Il ritrovamento riguarda una firma lasciata in passato a un fan su un semplice foglio, ora proposta come oggetto da collezione. L’episodio mette in luce il fenomeno, ormai diffuso, della commercializzazione di memorabilia e autografi, anche quando il gesto originario era stato un atto di cortesia tra artista e spettatore. Il caso è tanto più curioso perché arriva in un periodo in cui il conduttore è al centro della scena mediatica per il suo imminente ritorno in tv.
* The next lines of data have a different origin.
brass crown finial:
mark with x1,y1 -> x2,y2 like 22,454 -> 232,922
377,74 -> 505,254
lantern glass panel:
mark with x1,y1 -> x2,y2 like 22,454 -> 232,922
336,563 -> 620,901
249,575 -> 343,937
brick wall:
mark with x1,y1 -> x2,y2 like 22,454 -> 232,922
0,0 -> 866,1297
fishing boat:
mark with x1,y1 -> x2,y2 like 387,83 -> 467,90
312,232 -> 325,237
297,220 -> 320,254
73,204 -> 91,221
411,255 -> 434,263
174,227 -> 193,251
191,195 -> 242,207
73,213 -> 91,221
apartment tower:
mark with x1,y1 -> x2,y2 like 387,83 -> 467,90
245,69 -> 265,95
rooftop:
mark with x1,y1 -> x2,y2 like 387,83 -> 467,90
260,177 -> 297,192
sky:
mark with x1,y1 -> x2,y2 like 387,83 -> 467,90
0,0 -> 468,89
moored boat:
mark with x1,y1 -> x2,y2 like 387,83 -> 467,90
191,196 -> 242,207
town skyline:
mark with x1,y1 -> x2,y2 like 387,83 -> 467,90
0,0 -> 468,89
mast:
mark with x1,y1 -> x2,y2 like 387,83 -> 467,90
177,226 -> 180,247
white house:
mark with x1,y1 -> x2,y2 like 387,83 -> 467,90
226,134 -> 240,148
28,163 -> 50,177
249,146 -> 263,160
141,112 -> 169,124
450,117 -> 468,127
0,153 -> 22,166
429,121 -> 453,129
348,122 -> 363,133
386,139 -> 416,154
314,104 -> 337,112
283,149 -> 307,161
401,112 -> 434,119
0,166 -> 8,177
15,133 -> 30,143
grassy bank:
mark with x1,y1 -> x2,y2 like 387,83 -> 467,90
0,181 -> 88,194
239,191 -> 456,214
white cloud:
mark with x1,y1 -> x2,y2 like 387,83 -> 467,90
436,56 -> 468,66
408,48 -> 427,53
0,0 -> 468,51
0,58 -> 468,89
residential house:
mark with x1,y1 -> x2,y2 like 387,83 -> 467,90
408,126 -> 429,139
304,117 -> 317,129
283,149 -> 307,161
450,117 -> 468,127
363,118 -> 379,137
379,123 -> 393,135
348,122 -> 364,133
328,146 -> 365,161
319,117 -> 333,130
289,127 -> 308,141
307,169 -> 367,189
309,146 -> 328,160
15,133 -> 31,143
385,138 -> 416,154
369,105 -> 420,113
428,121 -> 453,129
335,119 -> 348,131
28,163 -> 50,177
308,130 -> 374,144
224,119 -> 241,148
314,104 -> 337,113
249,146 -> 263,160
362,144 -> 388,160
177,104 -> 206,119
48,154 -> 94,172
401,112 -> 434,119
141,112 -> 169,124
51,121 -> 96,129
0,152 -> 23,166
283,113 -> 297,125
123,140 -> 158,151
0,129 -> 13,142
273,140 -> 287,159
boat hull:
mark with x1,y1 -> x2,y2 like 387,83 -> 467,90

Il ritorno in tv e il passato in Rai, La7 e Mediaset
Piero Chiambretti è stato confermato alla conduzione del programma Fin che la barca va che andrà in onda su Rai 3 a partire da lunedì 28 settembre. La sua carriera televisiva ha radici ben salde: tra gli anni ’80 e ’90 il conduttore ha vissuto un periodo di grande popolarità in Rai con programmi che lo hanno reso riconoscibile al grande pubblico. Negli anni successivi ha scritto altre pagine importanti della sua carriera su La7 e su Mediaset consolidando uno stile personale e spesso ironico.
Il ruolo di incursore a Sanremo
Una nota della sua attività televisiva riguarda la partecipazione al Festival di Sanremo dove Chiambretti si è imposto come figura particolarmente eclettica: è intervenuto in qualità di incursore in 3 occasioni creando momenti che hanno lasciato il segno nelle edizioni in cui è stato coinvolto. Questi interventi hanno contribuito a costruire la sua immagine di presentatore fuori dagli schemi.
La vendita dell’autografo su eBay e la reazione pubblica
L’annuncio dell’autografo su eBay con il prezzo fissato a 25 euro ha sollevato curiosità e commenti: da un lato i sostenitori che hanno raccolto con divertimento la battuta del conduttore, dall’altro chi ha visto nell’episodio un esempio di come oggetti di uso comune possano ricoprire un valore affettivo o commerciale. La parola «Mostruoso», pronunciata da Chiambretti, è diventata il punto di riferimento per i post e le discussioni successive.
Al di là della cifra, che appare simbolica, la vicenda è rappresentativa di un fenomeno culturale più ampio: la trasformazione della memorabilia in merce e la visibilità che i personaggi pubblici possono avere quando commentano direttamente episodi che riguardano i loro ricordi personali. L’episodio è stato condiviso e rilanciato su più piattaforme, generando reazioni che oscillano tra il divertito e il sorpreso.
Impatto sui fan e sul mercato degli autografi
Per molti fan un autografo non è solo un oggetto da vendere ma un ricordo di un incontro; per i rivenditori diventa invece un bene che trova collocazione in mercati online come eBay. Il caso di Chiambretti mette a nudo questa dicotomia: qui il valore proposto è di 25 euro un prezzo che alcuni hanno definito simbolico mentre altri lo hanno trovato sorprendente rispetto al personaggio coinvolto.
La scelta del conduttore di commentare pubblicamente la vendita ha accentuato l’aspetto mediatico della notizia. L’episodio dimostra come anche gesti apparentemente marginali possano diventare virali quando coinvolgono volti noti e mixano nostalgia, commercio e ironia.
Nel frattempo, l’attenzione resta anche sul futuro appuntamento televisivo: il ritorno di Chiambretti su Rai 3 con Fin che la barca va annunciato per lunedì 28 settembre riaccende l’interesse sul suo percorso professionale, che include trasmissioni storiche e momenti di rilievo negli anni ’80’90 e oltre. L’episodio dell’autografo su eBay diventa così un aneddoto nell’ampio racconto della carriera di un personaggio televisivo noto per la sua ironia.